Pour moi, il y a aussi un effet de mode : depuis Snowden, c'est hype de causer sécurité et de monter des initiatives pour sécuriser les communications donc on le fait alors qu'on aurait pu se bouger avant. On le fait alors qu'on n'est pas plus compétent ni légitime qu'avant. Cette partie de mon point de vue est très bien résumée ici :
https://www.linkedin.com/pulse/20141120073425-26662417-why-i-won-t-be-using-let-s-encrypt-and-recommend-other-not-to-also (avant-avant dernier paragraphe). Or, on le constate avec les messageries instantanées prétendument sécurisées kikoos à la mode en ce moment : c'est parfois plus des promesses de sécurité en l'air qu'une vraie solution au problème (voir
http://shaarli.guiguishow.info/?_EgmHw ,
http://shaarli.guiguishow.info/?CGDOlw et
http://shaarli.guiguishow.info/?vungLg ). Et si Let's Encrypt était dans le même cas ?
Enfin, d'un point de vue purement technique :
Il faut un logiciel client sur le serveur. Oki, le protocole ACME est en cours de normalisation à l'IETF (voir
https://datatracker.ietf.org/wg/acme/documents/ ), oki, il en existe déjà plusieurs implémentations libres. Mais même avec ça, je me vois mal laisser un démon changer seul mes certificats x509. C'est aller vers une catastrophe. Ça sera sans moi. Ajoutons qu'en cas de fail, les utilisateurs lambdas contourneront l'alerte de sécurité levée par leur navigateur web dans l'objectif bien innocent d'accéder au précieux contenu et on aura le même résultat qu'avec des certificats auto-signés : désensibilisation de l'utilisateur.
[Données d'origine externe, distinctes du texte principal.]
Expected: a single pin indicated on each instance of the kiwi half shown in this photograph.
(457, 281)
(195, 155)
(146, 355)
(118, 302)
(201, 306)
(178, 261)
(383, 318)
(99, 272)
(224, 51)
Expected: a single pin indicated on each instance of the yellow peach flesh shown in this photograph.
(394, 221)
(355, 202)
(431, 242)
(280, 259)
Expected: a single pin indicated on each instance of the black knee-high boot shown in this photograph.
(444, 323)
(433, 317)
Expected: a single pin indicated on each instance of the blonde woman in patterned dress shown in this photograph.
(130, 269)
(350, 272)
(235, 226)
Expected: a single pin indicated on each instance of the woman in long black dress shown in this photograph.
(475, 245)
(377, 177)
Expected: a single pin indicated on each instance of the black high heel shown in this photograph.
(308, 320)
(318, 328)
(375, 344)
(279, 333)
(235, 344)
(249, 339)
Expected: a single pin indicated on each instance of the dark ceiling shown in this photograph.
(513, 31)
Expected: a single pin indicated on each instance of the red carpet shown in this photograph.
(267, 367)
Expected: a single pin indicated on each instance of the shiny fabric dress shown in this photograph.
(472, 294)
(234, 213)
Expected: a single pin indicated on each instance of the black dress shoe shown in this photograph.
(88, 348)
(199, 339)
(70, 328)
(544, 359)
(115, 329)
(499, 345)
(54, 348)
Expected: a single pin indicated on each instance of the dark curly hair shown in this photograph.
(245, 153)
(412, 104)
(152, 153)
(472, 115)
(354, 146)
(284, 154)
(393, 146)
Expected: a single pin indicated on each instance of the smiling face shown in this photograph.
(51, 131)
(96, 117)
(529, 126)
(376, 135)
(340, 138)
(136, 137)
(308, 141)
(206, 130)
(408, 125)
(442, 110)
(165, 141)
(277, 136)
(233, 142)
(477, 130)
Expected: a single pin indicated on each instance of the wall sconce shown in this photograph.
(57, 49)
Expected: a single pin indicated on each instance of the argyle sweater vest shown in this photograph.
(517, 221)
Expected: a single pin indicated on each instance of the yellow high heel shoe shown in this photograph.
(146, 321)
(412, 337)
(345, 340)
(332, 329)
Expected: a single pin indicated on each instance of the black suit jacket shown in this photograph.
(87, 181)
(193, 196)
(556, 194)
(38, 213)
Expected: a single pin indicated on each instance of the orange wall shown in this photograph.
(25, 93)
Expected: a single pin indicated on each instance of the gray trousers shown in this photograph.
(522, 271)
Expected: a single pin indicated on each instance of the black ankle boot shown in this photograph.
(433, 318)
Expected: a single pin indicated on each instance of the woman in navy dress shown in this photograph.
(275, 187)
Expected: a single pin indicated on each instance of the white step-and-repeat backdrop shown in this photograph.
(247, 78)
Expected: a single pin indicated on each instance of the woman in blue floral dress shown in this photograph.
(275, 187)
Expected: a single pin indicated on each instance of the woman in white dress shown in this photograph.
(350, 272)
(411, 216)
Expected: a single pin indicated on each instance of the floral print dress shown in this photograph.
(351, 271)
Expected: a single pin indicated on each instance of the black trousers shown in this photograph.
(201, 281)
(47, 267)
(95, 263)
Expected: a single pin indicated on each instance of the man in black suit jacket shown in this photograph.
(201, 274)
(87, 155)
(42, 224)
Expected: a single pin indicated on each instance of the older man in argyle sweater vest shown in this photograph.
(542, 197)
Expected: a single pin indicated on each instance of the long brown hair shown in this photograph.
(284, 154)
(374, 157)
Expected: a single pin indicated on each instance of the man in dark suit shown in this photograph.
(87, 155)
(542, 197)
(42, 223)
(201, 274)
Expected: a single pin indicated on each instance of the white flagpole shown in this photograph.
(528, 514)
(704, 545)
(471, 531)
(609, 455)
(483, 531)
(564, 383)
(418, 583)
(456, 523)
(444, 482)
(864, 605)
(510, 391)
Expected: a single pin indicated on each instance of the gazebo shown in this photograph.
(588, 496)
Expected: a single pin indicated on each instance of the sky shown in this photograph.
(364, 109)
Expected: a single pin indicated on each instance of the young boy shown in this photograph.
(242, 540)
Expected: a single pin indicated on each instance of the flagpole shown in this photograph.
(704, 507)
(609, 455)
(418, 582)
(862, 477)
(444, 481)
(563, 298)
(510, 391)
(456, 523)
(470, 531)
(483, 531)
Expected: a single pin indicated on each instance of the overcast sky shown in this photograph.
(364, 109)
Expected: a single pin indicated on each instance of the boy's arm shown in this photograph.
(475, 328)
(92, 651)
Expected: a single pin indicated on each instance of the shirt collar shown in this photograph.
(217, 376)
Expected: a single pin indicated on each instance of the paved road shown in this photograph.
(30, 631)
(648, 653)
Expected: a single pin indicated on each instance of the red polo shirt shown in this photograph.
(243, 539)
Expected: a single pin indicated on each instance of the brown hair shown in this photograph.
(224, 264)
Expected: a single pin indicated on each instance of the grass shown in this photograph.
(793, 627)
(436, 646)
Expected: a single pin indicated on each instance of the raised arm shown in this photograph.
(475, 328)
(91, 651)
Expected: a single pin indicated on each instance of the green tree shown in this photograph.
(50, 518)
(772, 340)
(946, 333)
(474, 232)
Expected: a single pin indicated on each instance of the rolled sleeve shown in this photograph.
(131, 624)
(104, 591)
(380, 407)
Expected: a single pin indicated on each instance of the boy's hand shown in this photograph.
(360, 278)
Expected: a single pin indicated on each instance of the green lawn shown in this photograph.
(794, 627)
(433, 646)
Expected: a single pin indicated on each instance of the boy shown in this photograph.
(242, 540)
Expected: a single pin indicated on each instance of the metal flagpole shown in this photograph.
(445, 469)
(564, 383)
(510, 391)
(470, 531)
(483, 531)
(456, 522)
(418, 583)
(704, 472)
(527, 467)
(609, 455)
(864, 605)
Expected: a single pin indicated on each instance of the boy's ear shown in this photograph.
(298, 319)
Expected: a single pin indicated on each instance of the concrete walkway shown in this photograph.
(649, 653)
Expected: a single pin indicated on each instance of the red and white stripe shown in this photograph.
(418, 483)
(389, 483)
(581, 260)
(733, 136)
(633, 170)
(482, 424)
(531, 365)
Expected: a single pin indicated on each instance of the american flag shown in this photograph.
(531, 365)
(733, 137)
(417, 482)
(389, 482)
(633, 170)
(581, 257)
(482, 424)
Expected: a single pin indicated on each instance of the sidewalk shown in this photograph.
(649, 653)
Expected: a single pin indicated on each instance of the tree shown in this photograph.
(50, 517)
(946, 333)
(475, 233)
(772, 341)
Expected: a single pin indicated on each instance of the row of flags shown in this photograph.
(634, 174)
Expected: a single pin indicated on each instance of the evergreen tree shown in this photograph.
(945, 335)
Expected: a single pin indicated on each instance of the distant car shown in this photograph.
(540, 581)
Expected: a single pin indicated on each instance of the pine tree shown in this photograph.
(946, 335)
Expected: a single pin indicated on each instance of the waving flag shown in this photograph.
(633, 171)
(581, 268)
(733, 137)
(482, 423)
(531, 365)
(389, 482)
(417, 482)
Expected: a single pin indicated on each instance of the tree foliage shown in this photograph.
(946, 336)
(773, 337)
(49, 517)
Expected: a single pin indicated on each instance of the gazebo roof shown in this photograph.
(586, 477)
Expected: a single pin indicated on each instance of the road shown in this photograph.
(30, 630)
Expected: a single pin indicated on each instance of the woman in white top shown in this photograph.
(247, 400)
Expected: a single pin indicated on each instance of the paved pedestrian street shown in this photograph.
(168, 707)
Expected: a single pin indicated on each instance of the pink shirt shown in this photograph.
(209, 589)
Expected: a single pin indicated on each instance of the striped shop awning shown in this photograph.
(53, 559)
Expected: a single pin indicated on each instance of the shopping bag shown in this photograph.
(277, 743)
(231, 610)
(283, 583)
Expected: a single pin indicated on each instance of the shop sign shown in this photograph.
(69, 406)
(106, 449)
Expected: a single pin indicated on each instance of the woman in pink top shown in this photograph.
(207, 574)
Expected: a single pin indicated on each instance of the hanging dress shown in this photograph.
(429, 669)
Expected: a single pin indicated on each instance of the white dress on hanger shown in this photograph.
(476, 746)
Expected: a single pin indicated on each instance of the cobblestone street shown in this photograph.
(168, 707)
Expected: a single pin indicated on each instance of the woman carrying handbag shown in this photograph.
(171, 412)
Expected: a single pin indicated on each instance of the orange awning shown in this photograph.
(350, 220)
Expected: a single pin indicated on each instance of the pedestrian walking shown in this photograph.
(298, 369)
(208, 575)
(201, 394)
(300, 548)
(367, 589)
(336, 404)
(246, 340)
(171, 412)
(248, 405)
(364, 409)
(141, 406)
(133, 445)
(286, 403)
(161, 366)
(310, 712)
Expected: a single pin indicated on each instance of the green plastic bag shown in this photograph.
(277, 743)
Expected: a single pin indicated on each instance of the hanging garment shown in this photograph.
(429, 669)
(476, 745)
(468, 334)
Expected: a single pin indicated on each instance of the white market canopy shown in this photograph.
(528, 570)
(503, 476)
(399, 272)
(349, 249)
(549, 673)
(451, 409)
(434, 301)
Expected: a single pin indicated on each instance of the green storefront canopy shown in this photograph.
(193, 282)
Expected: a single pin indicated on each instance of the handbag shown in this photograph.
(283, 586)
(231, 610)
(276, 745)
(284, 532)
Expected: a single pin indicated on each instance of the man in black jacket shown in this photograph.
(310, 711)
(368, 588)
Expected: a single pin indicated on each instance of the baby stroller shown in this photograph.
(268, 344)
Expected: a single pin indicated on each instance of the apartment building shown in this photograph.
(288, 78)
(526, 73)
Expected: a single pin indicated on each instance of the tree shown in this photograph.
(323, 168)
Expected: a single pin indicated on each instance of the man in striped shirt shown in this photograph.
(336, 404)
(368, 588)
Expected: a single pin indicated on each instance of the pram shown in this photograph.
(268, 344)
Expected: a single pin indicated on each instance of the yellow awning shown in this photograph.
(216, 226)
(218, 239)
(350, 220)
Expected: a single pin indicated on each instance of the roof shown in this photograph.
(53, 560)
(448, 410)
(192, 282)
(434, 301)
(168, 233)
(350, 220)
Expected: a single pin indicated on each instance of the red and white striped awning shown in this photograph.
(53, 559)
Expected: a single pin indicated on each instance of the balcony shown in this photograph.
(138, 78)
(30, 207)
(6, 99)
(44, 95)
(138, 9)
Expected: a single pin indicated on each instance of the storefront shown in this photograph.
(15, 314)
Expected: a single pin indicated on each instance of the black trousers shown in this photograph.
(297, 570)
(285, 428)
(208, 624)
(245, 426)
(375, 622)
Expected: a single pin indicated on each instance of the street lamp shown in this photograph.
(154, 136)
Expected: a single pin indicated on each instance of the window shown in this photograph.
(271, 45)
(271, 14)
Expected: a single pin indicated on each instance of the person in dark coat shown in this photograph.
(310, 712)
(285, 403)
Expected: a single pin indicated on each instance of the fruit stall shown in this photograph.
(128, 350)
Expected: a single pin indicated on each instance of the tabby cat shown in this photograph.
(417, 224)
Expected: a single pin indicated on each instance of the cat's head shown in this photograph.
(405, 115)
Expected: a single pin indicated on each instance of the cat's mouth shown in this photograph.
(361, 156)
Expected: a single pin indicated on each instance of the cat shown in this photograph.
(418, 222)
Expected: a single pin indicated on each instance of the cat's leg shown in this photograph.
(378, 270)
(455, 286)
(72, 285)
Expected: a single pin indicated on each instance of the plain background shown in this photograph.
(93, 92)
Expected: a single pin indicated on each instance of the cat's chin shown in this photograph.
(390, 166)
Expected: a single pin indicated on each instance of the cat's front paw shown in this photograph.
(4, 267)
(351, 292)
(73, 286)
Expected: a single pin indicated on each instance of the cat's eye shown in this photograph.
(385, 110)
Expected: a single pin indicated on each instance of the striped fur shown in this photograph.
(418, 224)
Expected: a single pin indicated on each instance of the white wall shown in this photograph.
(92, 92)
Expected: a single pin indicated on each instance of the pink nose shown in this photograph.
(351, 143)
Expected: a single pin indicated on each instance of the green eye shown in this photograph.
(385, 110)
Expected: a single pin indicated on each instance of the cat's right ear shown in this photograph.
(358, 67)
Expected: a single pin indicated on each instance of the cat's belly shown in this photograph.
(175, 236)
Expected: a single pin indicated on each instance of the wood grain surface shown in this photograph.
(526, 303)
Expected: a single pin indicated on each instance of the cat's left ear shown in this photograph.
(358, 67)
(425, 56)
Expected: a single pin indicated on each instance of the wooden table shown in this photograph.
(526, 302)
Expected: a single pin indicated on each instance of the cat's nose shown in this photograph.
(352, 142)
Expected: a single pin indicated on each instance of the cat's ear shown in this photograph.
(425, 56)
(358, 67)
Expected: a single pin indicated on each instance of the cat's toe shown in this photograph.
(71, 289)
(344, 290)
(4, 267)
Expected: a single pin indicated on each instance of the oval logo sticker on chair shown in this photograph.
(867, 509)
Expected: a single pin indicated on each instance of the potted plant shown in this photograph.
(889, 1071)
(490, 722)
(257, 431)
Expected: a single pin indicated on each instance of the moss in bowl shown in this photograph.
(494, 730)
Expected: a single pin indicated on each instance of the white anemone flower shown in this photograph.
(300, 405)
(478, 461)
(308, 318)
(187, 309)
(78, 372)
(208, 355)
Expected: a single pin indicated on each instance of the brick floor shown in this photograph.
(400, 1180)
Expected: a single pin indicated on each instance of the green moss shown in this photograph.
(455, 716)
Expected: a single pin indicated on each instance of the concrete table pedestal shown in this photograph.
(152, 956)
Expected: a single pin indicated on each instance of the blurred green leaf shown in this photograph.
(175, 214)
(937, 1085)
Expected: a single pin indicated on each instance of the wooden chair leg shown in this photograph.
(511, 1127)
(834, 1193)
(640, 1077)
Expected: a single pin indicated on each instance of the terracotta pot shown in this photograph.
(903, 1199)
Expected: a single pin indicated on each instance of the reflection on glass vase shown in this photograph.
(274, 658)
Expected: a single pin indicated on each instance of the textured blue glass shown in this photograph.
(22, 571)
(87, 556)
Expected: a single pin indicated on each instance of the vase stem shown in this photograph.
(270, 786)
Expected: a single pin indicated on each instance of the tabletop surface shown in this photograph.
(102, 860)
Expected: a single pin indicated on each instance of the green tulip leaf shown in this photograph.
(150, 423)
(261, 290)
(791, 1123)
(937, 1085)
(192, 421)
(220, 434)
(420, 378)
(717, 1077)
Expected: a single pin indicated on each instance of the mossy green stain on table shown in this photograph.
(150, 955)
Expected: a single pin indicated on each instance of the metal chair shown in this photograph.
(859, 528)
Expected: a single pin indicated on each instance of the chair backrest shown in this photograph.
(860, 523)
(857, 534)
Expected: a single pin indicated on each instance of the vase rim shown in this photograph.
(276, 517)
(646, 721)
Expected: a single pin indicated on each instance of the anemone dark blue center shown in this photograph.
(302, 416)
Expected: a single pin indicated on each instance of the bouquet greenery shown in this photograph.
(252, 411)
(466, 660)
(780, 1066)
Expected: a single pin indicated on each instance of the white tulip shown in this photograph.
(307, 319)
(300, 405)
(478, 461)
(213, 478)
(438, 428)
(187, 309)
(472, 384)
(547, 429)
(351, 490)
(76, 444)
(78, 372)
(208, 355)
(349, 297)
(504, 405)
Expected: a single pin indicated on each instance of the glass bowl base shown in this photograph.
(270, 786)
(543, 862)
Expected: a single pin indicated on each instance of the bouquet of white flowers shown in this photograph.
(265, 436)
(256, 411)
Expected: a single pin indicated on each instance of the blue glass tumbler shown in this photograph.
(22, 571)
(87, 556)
Sur les ecosystèmes un peu complexes (cluster de serveurs web, DANE (implique DNSSEC qui, s'il bien déployé, fait que le signeur d'une zone DNS n'est pas le serveur de noms lui-même), HKPS,...), Let's Encrypt n'est pas adapté puisqu'il faudra de la communication inter-serveurs avec du ssh et du sudo dans tous les coins et/ou qu'il faudra scripter beaucoup de choses (cas de HKPS, par exemple) alors que le but de Let's Encrypt est de simplifier la vie. Pour ces usages-là, Let's Encrypt n'apporte rien de plus qu'un certificat gratos de chez StartCom. Alors oui, les utilisations avancées ne sont pas le public visé par Let's Encrypt, tout comme les certificats EV (Extended Validation, du vent pour faire croire que l'identité du site web a été beaucoup plus vérifiée par l'autorité de certification, très en vogue dans le milieu bancaire, par exemple) mais ça n'excuse pas tout surtout en ce qui concerne DANE dont l'importance me semble vitale pour réellement accroître la sécurité de nos communications. Pour plus de détails sur ces aspects techniques, c'est chez Aeris que ça se passe :
https://blog.imirhil.fr/2015/12/12/letsencrypt-joie-deception.html . ÉDIT DU 09/03/2016 À 12h : Oui, on peut utiliser DANE avec une contrainte sur l'AC plutôt que sur le certificat, ce qui, du coup, n'impose pas de regénérer l'enregistrement à chaque mise à jour du certificat. Sauf que votre AC peut toujours signer un certification bidon avec votre nom... Je préfère DANE avec une contrainte sur le certificat... FIN DE L'ÉDIT.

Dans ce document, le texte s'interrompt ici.